Permasalahan Elephant in the Room yang selama ini sering terabaikan dalam diskursus mengenai pendidikan. Melalui berbagai gerakan online, mereka mengusung tagar #PPDBCurang untuk beramai-ramai bersuara perihal dugaan-dugaan kecurangan yang mereka dengar dari teman, tetangga, atau saudara mereka.
Anak-anak muda ini merasa jengah dengan kecurangan-kecurangan yang terjadi dan memutuskan untuk bersuara melalui platform media sosial mereka, maupun melalui lingkar-lingkar solidaritas yang terbangun lewat perasaan senasib.

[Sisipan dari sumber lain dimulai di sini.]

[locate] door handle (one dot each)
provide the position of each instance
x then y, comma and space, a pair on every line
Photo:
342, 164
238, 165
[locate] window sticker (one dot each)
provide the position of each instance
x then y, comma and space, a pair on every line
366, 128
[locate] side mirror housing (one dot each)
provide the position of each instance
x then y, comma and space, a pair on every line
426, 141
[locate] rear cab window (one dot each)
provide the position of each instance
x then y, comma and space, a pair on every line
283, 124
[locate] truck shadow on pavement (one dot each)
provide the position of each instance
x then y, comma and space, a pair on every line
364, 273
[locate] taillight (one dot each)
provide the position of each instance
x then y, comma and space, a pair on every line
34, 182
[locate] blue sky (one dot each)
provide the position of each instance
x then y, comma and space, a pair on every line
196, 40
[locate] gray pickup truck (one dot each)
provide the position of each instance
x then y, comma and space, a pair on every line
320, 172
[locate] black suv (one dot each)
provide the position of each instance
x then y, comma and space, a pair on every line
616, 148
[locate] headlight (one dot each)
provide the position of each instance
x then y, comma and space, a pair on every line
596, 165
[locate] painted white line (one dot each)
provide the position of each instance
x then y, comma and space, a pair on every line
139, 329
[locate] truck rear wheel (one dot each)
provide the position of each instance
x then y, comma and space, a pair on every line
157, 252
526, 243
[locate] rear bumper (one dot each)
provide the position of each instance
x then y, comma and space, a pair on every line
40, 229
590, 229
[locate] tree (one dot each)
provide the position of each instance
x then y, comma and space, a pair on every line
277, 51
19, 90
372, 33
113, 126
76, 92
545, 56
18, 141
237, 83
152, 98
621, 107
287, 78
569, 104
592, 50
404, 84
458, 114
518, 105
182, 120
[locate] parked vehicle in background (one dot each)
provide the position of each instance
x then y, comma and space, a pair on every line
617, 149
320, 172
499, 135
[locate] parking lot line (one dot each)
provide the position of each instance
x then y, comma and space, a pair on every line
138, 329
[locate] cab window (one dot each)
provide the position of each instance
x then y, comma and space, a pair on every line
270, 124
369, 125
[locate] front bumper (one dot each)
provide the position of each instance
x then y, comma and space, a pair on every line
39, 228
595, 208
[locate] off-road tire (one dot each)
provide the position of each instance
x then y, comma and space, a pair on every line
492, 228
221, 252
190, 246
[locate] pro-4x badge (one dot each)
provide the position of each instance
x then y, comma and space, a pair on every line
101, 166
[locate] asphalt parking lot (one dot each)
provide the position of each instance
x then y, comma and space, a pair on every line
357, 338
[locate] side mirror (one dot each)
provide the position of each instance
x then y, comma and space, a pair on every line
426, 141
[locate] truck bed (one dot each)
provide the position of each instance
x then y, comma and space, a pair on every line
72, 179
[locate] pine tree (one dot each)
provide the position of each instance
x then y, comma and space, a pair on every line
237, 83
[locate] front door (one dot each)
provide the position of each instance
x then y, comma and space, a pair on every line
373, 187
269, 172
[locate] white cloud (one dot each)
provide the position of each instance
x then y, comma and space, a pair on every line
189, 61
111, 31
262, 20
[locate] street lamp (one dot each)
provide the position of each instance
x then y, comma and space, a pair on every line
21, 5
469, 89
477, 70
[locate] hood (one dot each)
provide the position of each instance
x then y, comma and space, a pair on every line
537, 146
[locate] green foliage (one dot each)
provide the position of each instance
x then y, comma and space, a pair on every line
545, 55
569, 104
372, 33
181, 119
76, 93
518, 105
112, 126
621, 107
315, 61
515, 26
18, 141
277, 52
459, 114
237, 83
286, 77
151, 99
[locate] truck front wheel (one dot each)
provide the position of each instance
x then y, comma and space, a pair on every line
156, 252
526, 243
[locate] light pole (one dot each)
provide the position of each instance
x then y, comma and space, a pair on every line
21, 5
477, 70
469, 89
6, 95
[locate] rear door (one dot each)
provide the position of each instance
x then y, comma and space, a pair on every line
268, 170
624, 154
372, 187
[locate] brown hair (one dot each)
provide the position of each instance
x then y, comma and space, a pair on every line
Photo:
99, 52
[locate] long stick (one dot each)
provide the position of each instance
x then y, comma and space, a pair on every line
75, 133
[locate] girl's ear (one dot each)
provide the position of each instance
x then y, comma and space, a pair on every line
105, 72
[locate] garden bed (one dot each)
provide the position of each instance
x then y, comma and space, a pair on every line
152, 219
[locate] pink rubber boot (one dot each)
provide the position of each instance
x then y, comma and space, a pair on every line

Tidak seperti selama ini dimana seringkali para orangtua murid yang berjuang untuk anak-anaknya, kini anak-anak muda ini berani tampil ke depan dan mengambil alih perjuangan melalui ekspresi mereka. Dengan segala keterbatasan bukti otentik dan ruang gerak, mereka berusaha mengumpulkan data-data dan bukti awal yang bisa mereka temukan dan membombardir kanal-kanal yang disediakan oleh Dinas Pendidikan dengan data-data kecurangan yang mereka temukan.
Tuntutan jangka pendek mereka adalah penghentian sementara PPDB Jatim dan verifikasi ulang semua berkas yang masuk.